Warum haben sie sich dafür entschieden, das Nabelschnurblut Ihres Kindes einzulagern?
Nun, mein Mann und ich haben beschlossen, das Nabelschnurblut aufzubewahren, um unserem Kind im Notfall alle medizinischen Möglichkeiten offen zu halten. Natürlich hoffen wir, dass dieser Fall nie eintritt.
Wie haben Sie von dieser Vorsorgemöglichkeit erfahren?
Wir haben uns belesen, denn gerade wenn eine Frau schwanger ist, konsumiert sie allerhand Literatur. Durch Werbung einer Nabelschnurblutbank wurde ich auf die Möglichkeit, Nabelschnurblut einzulagern, aufmerksam. Man muss dazu sagen, dass das ganze Thema zu diesem Zeitpunkt noch sehr umstritten war. Es gab sehr viele Fürsprecher, aber eben auch viele Gegner. Diese ganze Sache hat uns dazu gebracht, uns zu informieren und schlau zu machen. Wir sind der Frage nachgegangen: Was bedeutet es, das Nabelschnurblut seines Kindes zu konservieren? Natürlich haben wir dabei auch Ärzte, Freunde und Familie einbezogen und uns Rat geholt.
Das heißt, Sie haben sich nicht von den negativen Meinungen zur Einlagerung von Nabelschnurblut beeinflussen lassen?
Natürlich wollen werdende Eltern in erster Linie eines: das Beste für ihr neugeborenes Kind. Und dabei muss man auch abwägen, was das günstigste für das Baby ist. Die Informationen, die wir bekommen haben, haben uns darin bestärkt, das Nabelschnurblut dauerhaft einlagern zu lassen. Auch dann, wenn es vielleicht jetzt noch nicht in voller Gänze genutzt werden kann, aber es perspektivisch für uns eine lohnenswerte Sache ist. Wenn man bedenkt, was sich in den letzten zehn Jahren in der Stammzellforschung getan hat, dann hat das einen immensen Einfluss auf unsere Entscheidung.
Sie beobachten die Entwicklungen der Stammzellforschung also weiterhin. Finden Sie, dass sich seit der Geburt Ihres Sohnes die Informationen zum Thema Nabelschnurblut verändert haben?

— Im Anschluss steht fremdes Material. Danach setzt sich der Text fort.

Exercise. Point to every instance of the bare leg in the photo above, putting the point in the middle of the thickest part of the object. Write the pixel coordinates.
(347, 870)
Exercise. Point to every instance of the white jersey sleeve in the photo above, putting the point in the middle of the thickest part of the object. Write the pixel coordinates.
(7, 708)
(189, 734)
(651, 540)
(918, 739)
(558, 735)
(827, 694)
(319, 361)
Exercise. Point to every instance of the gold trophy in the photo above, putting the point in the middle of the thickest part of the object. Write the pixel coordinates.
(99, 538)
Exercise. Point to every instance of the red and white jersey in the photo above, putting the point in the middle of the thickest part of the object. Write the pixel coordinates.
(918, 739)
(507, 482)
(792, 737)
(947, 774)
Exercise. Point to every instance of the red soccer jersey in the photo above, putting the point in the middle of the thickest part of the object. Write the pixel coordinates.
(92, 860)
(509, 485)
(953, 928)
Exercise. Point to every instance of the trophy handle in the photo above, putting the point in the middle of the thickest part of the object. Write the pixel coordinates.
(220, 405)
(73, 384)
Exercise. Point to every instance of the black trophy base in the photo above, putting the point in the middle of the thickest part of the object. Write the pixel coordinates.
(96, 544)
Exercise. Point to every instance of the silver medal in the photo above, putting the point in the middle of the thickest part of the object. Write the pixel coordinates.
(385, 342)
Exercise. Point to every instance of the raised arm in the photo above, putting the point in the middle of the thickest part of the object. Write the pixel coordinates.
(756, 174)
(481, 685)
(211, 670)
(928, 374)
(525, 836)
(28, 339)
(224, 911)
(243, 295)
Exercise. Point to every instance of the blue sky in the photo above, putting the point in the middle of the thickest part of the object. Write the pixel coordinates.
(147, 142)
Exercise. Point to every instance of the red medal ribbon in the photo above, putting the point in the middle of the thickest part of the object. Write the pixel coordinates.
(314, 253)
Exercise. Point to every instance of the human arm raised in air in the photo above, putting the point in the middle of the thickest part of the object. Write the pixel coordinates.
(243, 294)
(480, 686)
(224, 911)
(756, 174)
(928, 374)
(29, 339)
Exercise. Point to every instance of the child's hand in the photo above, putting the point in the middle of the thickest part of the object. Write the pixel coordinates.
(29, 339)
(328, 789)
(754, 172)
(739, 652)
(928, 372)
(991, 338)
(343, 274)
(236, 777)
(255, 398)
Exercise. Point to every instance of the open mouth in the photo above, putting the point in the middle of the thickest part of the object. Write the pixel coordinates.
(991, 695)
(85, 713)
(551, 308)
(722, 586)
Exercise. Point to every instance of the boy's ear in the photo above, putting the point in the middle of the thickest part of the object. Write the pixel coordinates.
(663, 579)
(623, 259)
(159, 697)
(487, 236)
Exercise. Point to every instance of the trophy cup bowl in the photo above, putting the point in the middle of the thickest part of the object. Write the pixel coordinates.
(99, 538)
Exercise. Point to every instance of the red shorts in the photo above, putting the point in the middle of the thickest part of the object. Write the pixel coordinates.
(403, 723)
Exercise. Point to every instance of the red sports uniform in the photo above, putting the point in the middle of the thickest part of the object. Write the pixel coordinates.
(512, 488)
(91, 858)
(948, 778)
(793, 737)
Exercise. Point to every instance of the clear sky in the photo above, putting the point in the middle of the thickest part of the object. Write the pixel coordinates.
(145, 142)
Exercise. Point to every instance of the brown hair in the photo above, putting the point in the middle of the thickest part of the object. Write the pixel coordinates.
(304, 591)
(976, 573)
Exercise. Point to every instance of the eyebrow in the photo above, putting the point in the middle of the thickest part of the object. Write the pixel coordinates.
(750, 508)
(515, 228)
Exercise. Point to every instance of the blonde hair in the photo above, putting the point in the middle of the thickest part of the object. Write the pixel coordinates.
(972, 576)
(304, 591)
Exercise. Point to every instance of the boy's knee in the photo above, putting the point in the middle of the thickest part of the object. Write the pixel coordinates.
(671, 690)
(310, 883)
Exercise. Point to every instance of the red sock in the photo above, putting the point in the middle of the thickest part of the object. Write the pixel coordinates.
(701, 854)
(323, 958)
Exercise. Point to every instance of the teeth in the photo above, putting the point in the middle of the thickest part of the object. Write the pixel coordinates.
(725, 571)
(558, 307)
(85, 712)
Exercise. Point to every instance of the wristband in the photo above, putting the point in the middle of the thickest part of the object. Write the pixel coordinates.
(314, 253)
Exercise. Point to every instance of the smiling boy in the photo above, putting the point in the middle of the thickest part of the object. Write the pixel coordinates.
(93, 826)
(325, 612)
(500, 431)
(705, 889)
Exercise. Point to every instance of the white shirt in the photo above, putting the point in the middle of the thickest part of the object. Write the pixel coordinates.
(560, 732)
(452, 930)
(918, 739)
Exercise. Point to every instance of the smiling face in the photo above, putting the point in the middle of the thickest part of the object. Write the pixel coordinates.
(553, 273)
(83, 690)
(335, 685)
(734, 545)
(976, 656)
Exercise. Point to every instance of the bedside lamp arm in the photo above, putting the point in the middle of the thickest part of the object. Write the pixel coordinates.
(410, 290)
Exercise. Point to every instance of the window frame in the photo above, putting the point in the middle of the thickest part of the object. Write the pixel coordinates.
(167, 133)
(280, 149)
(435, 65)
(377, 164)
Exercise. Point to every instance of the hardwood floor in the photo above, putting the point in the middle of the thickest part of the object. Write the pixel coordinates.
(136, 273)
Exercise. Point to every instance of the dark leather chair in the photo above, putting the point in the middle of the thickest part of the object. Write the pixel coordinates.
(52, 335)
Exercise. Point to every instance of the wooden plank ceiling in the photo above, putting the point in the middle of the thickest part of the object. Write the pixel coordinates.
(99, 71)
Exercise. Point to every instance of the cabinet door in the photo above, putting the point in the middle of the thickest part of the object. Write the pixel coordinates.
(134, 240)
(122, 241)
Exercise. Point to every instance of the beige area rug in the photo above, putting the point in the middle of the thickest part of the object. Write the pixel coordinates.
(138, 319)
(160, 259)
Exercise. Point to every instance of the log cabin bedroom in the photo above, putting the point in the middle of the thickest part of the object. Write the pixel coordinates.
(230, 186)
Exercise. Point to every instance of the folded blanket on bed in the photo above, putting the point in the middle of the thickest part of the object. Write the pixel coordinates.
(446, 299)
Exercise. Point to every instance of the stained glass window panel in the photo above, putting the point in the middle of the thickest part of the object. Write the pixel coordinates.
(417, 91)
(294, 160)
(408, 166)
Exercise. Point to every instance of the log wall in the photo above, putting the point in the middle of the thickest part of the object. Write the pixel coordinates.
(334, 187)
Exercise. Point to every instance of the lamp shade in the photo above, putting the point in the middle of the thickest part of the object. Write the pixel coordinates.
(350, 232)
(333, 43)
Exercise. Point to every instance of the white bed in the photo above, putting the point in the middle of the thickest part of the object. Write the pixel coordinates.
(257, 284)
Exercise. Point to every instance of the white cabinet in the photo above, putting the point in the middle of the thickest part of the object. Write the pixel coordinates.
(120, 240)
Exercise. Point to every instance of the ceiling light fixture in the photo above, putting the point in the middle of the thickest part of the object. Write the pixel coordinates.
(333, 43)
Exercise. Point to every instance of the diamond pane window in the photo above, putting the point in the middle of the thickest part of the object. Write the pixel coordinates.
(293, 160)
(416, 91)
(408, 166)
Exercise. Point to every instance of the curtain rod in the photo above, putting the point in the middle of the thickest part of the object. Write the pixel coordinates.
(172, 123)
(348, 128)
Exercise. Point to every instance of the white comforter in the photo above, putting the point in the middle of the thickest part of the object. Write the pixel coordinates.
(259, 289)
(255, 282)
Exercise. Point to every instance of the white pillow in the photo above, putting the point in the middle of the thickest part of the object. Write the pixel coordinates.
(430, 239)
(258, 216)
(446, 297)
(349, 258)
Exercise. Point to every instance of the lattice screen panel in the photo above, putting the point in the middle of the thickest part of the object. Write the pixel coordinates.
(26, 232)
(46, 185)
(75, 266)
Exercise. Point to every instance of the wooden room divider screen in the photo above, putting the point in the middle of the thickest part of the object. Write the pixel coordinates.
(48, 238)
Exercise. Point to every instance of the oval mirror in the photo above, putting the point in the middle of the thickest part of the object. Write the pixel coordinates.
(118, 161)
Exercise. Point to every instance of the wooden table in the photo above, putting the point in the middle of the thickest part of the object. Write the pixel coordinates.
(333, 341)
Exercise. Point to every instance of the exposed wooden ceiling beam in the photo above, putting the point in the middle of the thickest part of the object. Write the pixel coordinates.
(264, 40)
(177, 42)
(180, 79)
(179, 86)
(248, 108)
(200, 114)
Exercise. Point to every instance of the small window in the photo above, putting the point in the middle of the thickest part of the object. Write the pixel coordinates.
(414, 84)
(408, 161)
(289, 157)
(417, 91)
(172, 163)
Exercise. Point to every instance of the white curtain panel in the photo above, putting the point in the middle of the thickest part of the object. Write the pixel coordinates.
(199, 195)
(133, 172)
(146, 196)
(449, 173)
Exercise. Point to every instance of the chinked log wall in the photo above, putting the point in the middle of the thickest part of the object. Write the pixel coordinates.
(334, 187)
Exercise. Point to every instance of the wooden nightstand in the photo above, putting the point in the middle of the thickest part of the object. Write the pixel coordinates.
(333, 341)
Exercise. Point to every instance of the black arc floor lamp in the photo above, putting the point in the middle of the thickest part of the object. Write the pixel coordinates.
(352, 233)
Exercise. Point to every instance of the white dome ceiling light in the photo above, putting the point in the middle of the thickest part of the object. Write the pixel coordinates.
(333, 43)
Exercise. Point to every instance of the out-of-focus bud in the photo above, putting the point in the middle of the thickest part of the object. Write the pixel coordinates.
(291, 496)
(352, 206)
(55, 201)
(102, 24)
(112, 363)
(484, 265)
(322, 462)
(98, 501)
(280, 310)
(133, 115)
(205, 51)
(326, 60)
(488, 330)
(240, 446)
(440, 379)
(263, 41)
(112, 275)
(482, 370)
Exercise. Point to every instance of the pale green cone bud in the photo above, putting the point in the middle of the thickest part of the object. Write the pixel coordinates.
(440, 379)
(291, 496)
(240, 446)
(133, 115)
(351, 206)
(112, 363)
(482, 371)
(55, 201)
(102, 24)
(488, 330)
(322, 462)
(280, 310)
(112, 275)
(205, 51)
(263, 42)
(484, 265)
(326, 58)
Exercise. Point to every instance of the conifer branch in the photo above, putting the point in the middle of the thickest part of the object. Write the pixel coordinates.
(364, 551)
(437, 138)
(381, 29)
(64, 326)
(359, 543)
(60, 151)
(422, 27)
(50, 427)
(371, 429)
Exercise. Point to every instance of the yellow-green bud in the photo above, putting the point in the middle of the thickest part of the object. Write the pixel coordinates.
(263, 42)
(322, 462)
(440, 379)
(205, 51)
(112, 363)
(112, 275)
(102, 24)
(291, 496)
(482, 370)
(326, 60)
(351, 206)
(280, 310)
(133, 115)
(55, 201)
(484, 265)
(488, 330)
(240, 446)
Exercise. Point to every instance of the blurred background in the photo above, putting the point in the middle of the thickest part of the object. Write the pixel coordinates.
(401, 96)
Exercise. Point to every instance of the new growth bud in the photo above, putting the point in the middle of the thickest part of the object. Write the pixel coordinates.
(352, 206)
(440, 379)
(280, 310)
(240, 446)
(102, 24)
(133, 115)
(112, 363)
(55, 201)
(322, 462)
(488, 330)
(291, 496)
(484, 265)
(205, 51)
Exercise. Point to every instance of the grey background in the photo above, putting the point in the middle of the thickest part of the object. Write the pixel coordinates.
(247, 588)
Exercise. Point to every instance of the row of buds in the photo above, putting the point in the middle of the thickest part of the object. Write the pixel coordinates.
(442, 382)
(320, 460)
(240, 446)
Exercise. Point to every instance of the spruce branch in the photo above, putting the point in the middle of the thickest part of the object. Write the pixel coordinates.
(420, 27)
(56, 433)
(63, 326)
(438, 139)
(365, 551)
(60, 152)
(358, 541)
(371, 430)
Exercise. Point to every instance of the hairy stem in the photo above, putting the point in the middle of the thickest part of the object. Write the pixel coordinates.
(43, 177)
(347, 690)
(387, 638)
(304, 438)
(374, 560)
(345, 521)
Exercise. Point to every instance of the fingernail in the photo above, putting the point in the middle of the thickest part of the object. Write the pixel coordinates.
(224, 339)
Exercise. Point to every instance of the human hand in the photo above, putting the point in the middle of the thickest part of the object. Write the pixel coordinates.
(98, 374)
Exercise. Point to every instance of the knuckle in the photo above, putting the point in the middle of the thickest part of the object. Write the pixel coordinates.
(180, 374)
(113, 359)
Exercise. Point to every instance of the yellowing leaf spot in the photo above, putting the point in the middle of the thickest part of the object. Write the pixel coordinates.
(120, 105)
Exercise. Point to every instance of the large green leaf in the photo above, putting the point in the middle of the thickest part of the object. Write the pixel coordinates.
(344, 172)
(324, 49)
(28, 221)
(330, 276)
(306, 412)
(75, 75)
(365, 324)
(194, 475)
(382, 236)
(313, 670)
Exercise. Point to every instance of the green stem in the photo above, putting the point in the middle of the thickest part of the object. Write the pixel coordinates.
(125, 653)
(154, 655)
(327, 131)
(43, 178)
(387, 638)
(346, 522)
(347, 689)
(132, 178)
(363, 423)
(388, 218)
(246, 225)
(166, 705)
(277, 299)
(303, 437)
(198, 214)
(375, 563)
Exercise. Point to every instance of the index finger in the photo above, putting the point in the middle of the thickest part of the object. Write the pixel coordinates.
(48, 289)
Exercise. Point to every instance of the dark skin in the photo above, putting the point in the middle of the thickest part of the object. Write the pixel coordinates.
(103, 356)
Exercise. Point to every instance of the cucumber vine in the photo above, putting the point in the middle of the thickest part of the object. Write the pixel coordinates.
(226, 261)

Ich persönlich denke, dass die Informationen in erster Linie leichter zugänglich sind. Zudem wird das Thema selbst – also die Einlagerung von Nabelschnurblut – differenzierter betrachtet. Man setzt mittlerweile auf die Erfahrungen, die man in der Stammzellforschung gemacht hat und kann dadurch auch auf positive Ergebnisse zurückgreifen. Die Grundlage ist eben heute eine andere als noch vor wenigen Jahren. Trotzdem spielen natürlich die Eltern selbst dabei eine wichtige Rolle, also wie zugänglich sind sie für das Thema ”Nabelschnurblut einlagern” oder ”Stammzellforschung”. Sie müssen sich damit auseinandersetzen und eben auch Ärzte dazu befragen.
Ist Ihnen die Entscheidung, Nabelschnurblut einzulagern, leicht gefallen?
Ja, im Grunde schon. Es bleibt nur der finanzielle Aspekt, den werdende Eltern für sich selbst thematisieren sollten. Ich denke, wenn sich Mütter oder Väter bewusst dagegen entscheiden, können sie sich die Einlagerung von Nabelschnurblut vielleicht nicht leisten. Doch ich glaube, dass es wichtig ist, die Chancen für sein Kind zu sehen – als Investition in die Zukunft. Denn die Möglichkeit, das Nabelschnurblut einzulagern, gibt es eben nur ein einziges Mal. Und sollte in unserem Fall der Notfall eintreten und wir hätten uns gegen die Aufbewahrung entschieden, wissen wir, dass wir uns Vorwürfe gemacht hätten. Zudem gibt es ja heute die Möglichkeit, die Einlagerung des Nabelschnurblutes zu finanzieren.
Haben Sie sich während der Geburt Gedanken um die Nabelschnurblutentnahme gemacht?
Im Vorfeld ging mir viel durch den Kopf. Aber da alles sehr positiv verlief und alles für die Entnahme des Nabelschnurblutes vorhanden war, machte ich mir keine Sorgen. Im Krankenhaus selbst ging es dann zwar drunter und drüber, weil wir in dieser Klinik die ersten Eltern waren, die Nabelschnurblut entnehmen ließen. Aber die Hebamme und der Arzt haben alles mit Bravour gemeistert und ich habe mich keinen Moment unwohl gefühlt. Ich habe auf die Kompetenz der Mediziner vertraut und, selbst die Abholung des Nabelschnurblutes ging reibungslos über die Bühne, obwohl es das erste Mal war und noch nicht alles routiniert ablief.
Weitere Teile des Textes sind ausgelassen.